Pedestrian path prediction based on body language and action classification

Safety-related driver assistance systems are becoming mainstream and nowadays many automobile manufacturers include them as standard equipment. For example, pedestrian protection systems are already available in a number of commercial vehicles. However, there is still work to do in the improvement of the accuracy of these systems since the difference between an effective and a non-effective intervention can depend on a few centimeters or on a fraction of a second. In this paper, we use the 3D pedestrian body language in order to perform accurate pedestrian path prediction by means of action classification. To carry out the prediction, we propose the use of GPDM (Gaussian Process Dynamical Models) that reduces the high dimensionality of the input vector in the 3D pose space and learns the pedestrian dynamics in a latent space.

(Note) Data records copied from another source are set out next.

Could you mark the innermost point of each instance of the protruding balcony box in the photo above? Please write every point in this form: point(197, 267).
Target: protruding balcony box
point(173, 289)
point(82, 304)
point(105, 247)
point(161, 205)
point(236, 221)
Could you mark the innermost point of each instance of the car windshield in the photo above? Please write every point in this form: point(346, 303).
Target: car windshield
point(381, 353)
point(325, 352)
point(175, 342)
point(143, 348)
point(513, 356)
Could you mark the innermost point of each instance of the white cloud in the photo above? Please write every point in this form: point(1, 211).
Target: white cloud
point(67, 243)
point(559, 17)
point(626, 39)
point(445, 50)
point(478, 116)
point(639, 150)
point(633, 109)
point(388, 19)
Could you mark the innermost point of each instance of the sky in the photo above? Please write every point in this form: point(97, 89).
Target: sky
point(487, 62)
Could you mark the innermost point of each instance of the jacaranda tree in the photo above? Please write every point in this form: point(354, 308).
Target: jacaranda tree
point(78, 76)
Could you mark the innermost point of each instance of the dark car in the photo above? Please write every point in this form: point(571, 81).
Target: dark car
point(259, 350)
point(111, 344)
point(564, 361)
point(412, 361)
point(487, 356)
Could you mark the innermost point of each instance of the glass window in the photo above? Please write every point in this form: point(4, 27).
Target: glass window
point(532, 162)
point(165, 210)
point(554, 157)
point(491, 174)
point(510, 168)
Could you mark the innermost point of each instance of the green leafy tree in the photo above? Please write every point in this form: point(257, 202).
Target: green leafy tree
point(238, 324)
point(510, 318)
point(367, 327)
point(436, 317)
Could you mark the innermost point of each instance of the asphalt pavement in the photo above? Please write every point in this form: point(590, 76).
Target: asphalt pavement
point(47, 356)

Instead of combining a reduced number of subjects in a single model that will have to deal with the stylistic variations, we propose a much more scalable approach where all the subjects are separately trained in individual models. These models will be then hierarchically separated according to their action (walking, starting, standing, stopping) and direction of the motion. Finally, for a test sequence, the appropiate model will be selected by means of an action classification system based on the similarity of the 3D poses transitions and the joints velocities. The estimated action will constrain the models to use for the prediction, taking into account only the ones trained for that action. Experimental results show that the system has the potential to provide accurate path predictions with mean errors of 7 cm, for walking trajectories, 20 cm, for stopping trajectories and 14 cm for starting trajectories, at a time horizon of 1 s.